Gesetzliche Grundlage und die Rechte von Gehörlosen
Laut dem Allgemeinen Gleichbehandlungsgesetz (AGG) und dem Behindertengleichstellungsgesetz haben Menschen mit Behinderungen das Recht auf Gleichbehandlung und barrierefreie Kommunikation.
- Allgemeines Gleichbehandlungsgesetz (AGG), § 1 (Ziel des Gesetzes): Das AGG zielt darauf ab, Benachteiligungen aufgrund von Behinderung, Rasse, ethnischer Herkunft, Geschlecht, Religion oder Weltanschauung, Alter oder sexueller Identität zu verhindern.

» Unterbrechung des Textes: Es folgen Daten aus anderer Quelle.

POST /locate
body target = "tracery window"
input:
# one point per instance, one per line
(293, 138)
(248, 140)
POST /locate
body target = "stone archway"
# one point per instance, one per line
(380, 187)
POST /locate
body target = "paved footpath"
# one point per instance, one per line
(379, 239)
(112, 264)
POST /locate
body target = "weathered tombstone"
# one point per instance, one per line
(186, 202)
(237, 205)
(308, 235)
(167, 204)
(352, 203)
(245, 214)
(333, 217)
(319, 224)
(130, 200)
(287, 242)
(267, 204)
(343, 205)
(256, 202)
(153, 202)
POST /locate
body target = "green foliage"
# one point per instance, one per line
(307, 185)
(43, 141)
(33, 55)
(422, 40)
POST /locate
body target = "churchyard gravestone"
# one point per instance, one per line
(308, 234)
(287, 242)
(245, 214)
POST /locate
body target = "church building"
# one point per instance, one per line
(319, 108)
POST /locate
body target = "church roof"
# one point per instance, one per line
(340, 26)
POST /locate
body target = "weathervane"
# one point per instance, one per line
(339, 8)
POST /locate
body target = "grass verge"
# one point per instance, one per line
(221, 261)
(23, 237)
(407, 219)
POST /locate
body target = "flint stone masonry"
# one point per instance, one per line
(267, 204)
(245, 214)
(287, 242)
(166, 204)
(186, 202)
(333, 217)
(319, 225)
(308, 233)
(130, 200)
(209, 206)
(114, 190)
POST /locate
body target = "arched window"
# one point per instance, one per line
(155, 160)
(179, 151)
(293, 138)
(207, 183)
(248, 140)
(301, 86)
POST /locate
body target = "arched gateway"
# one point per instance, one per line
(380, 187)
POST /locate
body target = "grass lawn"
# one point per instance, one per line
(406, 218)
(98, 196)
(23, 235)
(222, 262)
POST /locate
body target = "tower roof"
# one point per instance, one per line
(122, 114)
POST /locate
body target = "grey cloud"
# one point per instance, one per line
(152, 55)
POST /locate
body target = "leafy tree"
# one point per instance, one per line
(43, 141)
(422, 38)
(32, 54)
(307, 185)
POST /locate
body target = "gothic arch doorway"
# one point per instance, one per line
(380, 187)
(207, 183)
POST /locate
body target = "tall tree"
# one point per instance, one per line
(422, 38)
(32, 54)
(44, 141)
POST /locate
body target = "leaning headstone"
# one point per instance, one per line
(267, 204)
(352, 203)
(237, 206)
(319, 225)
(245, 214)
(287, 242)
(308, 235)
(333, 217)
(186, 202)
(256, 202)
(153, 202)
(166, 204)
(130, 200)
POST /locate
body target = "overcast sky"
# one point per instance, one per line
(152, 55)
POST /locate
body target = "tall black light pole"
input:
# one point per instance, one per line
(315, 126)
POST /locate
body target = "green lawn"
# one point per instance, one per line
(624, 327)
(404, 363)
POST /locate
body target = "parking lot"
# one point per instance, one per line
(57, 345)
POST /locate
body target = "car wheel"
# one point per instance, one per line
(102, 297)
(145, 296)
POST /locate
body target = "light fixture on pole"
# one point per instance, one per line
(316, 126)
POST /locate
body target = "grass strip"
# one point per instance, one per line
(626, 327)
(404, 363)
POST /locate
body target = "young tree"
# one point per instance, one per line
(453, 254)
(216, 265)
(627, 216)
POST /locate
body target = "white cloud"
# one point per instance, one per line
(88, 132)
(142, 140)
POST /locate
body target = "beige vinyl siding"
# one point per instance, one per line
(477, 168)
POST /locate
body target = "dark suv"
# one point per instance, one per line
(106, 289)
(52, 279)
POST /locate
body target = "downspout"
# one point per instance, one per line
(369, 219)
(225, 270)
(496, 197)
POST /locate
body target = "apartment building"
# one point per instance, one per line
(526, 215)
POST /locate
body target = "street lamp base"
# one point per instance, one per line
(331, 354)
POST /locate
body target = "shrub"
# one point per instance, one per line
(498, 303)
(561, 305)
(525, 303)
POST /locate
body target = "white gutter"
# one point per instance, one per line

- Behindertengleichstellungsgesetz, § 4 (Barrierefreiheit): Dieses Gesetz verpflichtet öffentliche Stellen, barrierefreie Informations- und Kommunikationstechnologien bereitzustellen, um den Zugang zu öffentlichen Dienstleistungen zu gewährleisten. Das schließt auch die Bereitstellung von Gebärdensprachdolmetschern für Vorstellungsgespräche und andere berufliche Aktivitäten ein.
In diesem Fall würde die Stadt gegen die Gleichbehandlung von Gehörlosen verstoßen, wenn sie keinen GSD für das Vorstellungsgespräch zur Verfügung stellt. Sie würde somit die barrierefreie Kommunikation verweigern und den Gehörlosen benachteiligen. Laut dem AGG und dem Behindertengleichstellungsgesetz ist die Stadt verpflichtet, eine barrierefreie Kommunikation sicherzustellen und die Kosten für den GSD zu übernehmen.
Was hätte besser laufen können?
- Der Gehörlose hätte sich frühzeitig bei Beratungsstellen für Gehörlose oder beim Integrationsfachdienst (IFD) über mögliche Kostenübernahme informieren können.
- Die Stadt hätte von Anfang an klarstellen müssen, dass sie die Kosten für den GSD übernimmt, da sie zur Barrierefreiheit verpflichtet ist.
- Es müsste eine gesetzliche Regelung geben, dass öffentliche Arbeitgeber immer GSD bei Vorstellungsgesprächen für Gehörlose bereitstellen, unabhängig davon, ob der Bewerber arbeitssuchend oder wechselwillig ist.
Fazit: Das System ist ungerecht und muss sich ändern
Das Beispiel zeigt, dass wechselwillige Gehörlose im Bewerbungsprozess durch die Kosten für GSD benachteiligt werden. Während hörende Bewerber keine solchen Kosten tragen müssen, sind Gehörlose auf Dolmetscher angewiesen und müssen diese selbst bezahlen, wenn keine klare Regelung zur Kostenübernahme besteht. Dies schafft eine ungerechte finanzielle Hürde, die es Gehörlosen erschwert, ihre berufliche Situation zu verbessern.
Es muss eine klare gesetzliche Regelung geben, dass öffentliche Arbeitgeber immer die Kosten für einen GSD übernehmen müssen – unabhängig davon, ob der Bewerber arbeitssuchend oder wechselwillig ist. Nur so kann Chancengleichheit auf dem Arbeitsmarkt für Gehörlose erreicht werden.